Sci Alpinocoppa del mondo maschile

3Tre meno... due! Mercoledì tutti a Campiglio, il ds azzurro Rinaldi incorona Vinatzer

E' tutto pronto sul Canalone Miramonti, domani sera l'estrazione dei pettorali. "Alex non sentirà la pressione, ma l'intera squadra c'è".

E' davvero tutto pronto, con una pista in condizioni spettacolari, un ambiente che si preannuncia caldissimo e una nazionale italiana che non potrebbe arrivare meglio all'appuntamento con la gara di casa.

Mercoledì sera lo slalom della 3Tre, per l'edizione numero 66 della classicissima di Madonna di Campiglio, dove l'ultimo azzurro a vincere è stato Giorgio Rocca nel 2005, per la tredicesima perla di un atleta del belpaese sul Canalone Miramonti.

Sole e basse temperature previsti sino al giorno di gara (ore 17.45 la 1^ manche, alle 20.45 la seconda), oggi l'arrivo delle prime squadre e martedì l'estrazione dei pettorali (ore 19) in Piazza Sissi. “Arriviamo da un risultato di squadra che ci dà molta soddisfazione – le parole del direttore sportivo di casa FISI, Massimo Rinaldi, riferendosi alla gara di Zagabria – Alex Vinatzer è da sempre paragonato a Clément Noel, per lui raggiungere questo primo podio proprio con il francese vale molto e lo spazio per salire c'è ancora. La cosa positiva è che sono arrivati segnali anche da ragazzi come Maurberger e Sala, prodotti di quel progetto della squadra B partito due anni fa e con loro c'è anche Federico Liberatore, che arriverà a sua volta (e oggi ha vinto in Coppa Europa)”.

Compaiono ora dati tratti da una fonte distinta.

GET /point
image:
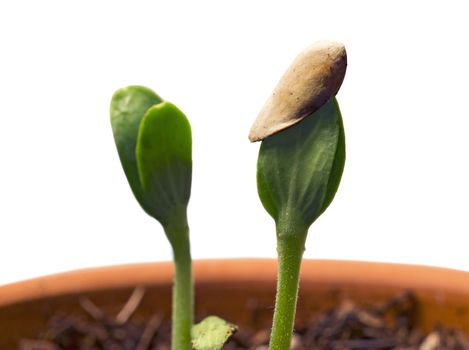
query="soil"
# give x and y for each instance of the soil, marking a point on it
(388, 326)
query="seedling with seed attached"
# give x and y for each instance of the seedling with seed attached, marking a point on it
(300, 164)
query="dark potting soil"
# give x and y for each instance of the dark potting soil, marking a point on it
(347, 327)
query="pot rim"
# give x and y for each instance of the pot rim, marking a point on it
(338, 272)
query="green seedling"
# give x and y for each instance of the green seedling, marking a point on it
(300, 164)
(154, 143)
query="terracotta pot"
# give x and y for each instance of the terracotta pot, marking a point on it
(230, 289)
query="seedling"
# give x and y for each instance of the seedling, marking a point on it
(154, 143)
(300, 164)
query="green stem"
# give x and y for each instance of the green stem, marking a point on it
(290, 248)
(183, 299)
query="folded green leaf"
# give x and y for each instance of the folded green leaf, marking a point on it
(211, 333)
(164, 161)
(128, 106)
(299, 169)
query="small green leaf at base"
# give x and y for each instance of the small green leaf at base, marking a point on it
(211, 333)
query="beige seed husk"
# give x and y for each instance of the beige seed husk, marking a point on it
(313, 78)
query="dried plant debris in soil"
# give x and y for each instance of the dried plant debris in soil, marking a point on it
(348, 327)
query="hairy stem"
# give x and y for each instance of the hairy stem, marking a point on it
(183, 299)
(290, 247)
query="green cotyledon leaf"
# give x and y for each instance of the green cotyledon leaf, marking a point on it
(164, 161)
(299, 169)
(211, 333)
(128, 106)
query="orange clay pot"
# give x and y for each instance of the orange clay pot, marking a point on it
(233, 289)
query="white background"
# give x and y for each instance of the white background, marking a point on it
(65, 202)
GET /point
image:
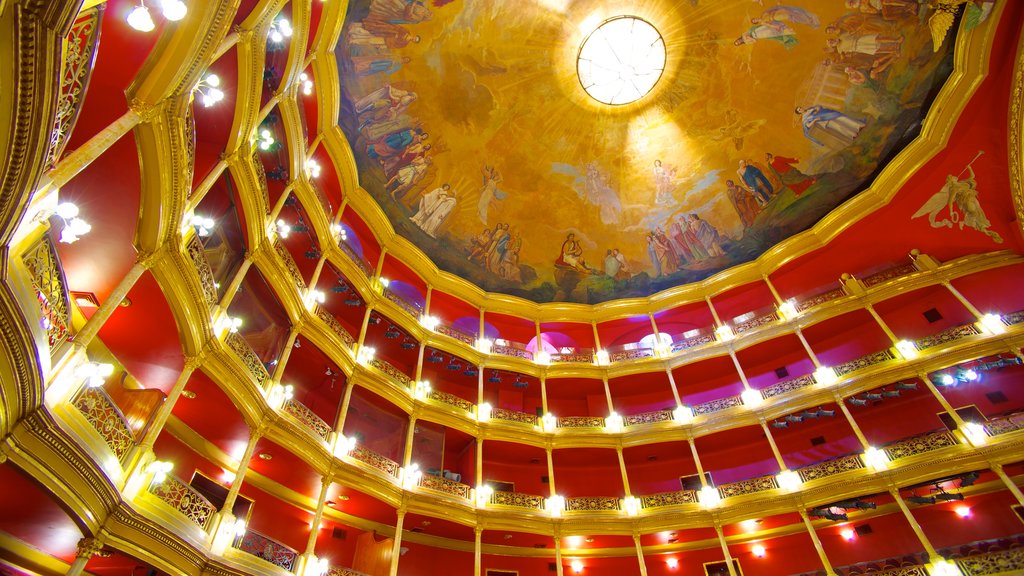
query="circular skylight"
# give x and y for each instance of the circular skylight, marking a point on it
(622, 60)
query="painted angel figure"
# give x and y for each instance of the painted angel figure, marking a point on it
(964, 195)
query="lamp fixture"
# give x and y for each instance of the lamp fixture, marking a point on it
(74, 227)
(209, 88)
(307, 84)
(280, 30)
(787, 310)
(752, 398)
(907, 350)
(94, 374)
(992, 323)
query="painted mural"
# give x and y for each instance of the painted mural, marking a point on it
(472, 131)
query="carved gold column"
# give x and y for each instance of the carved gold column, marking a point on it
(87, 547)
(643, 564)
(396, 548)
(817, 543)
(725, 548)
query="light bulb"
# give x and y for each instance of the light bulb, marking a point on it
(174, 10)
(67, 210)
(140, 19)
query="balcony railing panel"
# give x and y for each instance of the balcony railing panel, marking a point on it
(184, 499)
(104, 416)
(375, 460)
(308, 418)
(444, 486)
(517, 500)
(267, 548)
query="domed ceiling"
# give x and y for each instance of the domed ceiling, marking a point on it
(474, 131)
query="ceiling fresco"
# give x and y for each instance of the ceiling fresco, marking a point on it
(474, 134)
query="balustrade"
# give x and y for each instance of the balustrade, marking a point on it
(268, 549)
(107, 418)
(185, 500)
(308, 418)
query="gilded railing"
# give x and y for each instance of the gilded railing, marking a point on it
(444, 486)
(375, 460)
(452, 400)
(888, 274)
(581, 422)
(631, 354)
(401, 302)
(864, 362)
(517, 500)
(512, 352)
(76, 70)
(820, 299)
(647, 418)
(290, 265)
(920, 444)
(830, 467)
(335, 326)
(100, 411)
(456, 333)
(756, 322)
(1004, 424)
(245, 353)
(386, 368)
(513, 416)
(267, 548)
(752, 486)
(947, 335)
(718, 405)
(308, 418)
(51, 290)
(788, 385)
(198, 256)
(669, 498)
(592, 503)
(181, 497)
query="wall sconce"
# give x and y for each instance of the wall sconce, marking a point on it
(787, 310)
(554, 505)
(613, 423)
(876, 459)
(483, 494)
(549, 422)
(631, 505)
(992, 323)
(94, 374)
(907, 350)
(752, 398)
(74, 227)
(682, 414)
(788, 481)
(709, 497)
(483, 412)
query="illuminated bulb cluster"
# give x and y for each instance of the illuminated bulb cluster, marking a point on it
(265, 139)
(339, 233)
(94, 374)
(203, 225)
(312, 168)
(212, 92)
(280, 30)
(140, 18)
(74, 225)
(307, 84)
(283, 229)
(159, 469)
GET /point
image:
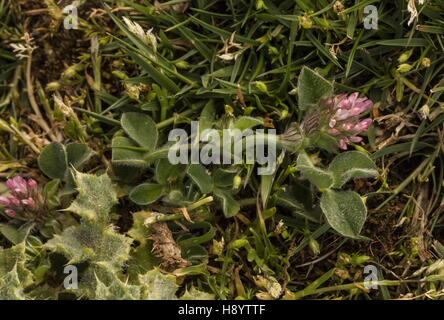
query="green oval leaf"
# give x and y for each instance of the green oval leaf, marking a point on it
(78, 154)
(349, 165)
(53, 161)
(319, 177)
(345, 212)
(146, 193)
(229, 205)
(312, 87)
(199, 175)
(141, 128)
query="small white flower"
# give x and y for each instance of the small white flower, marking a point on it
(147, 37)
(411, 7)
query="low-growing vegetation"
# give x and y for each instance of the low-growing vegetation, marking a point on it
(242, 149)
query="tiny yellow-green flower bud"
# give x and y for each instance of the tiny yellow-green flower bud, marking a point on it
(182, 64)
(53, 86)
(405, 67)
(426, 62)
(405, 56)
(262, 86)
(236, 182)
(305, 22)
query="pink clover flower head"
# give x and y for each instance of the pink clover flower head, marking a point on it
(344, 123)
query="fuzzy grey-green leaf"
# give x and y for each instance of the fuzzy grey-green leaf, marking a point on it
(146, 193)
(319, 177)
(345, 212)
(141, 128)
(53, 161)
(351, 165)
(312, 87)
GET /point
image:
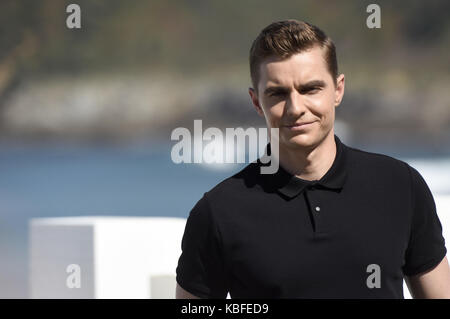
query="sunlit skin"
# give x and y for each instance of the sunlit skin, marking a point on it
(300, 89)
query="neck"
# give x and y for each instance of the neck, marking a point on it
(312, 163)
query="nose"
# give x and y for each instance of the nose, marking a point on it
(295, 106)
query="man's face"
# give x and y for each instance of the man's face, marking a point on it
(298, 90)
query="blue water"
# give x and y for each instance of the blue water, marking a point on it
(55, 180)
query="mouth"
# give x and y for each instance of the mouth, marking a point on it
(299, 126)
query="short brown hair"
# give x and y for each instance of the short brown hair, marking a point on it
(283, 39)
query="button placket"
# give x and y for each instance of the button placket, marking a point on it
(314, 209)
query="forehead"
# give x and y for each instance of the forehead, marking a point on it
(298, 68)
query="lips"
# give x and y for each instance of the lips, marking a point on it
(298, 125)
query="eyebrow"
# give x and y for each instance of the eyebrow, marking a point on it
(305, 86)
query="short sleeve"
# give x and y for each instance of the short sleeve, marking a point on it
(426, 247)
(201, 269)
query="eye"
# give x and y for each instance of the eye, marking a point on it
(313, 90)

La 3Tre rappresenta il secondo dei sei appuntamenti previsti in questo mese di gennaio per quanto riguarda gli slalom di Coppa del Mondo: “Abbiamo inizio con il piede giusto – prosegue Rinaldi – anche se Campiglio è molto diversa da Zagabria. Sul Canalone Miramonti non ci sono tratti pianeggianti: per i nostri ragazzi, che amano il tecnico e il fondo duro, è positivo. Ci sarà la pressione della gara di casa e so che tutti gli occhi saranno puntati su Vinatzer, ma Alex non la patisce e questa è la sua pista preferita. Già l'anno scorso fu grande protagonista, sbagliando nella 2^ manche ma con l'atteggiamento giusto.

Gross ha centrato l'ultimo podio italiano a Campiglio, Moelgg sul terreno difficile è una certezza, Razzoli lo scorso anno arrivò quinto con il pettorale 69. E visto che la Coppa del Mondo del dopo-Hirscher fatica ad imporre un nuovo dominatore, io dico che per un risultato importante l'Italia c'è”.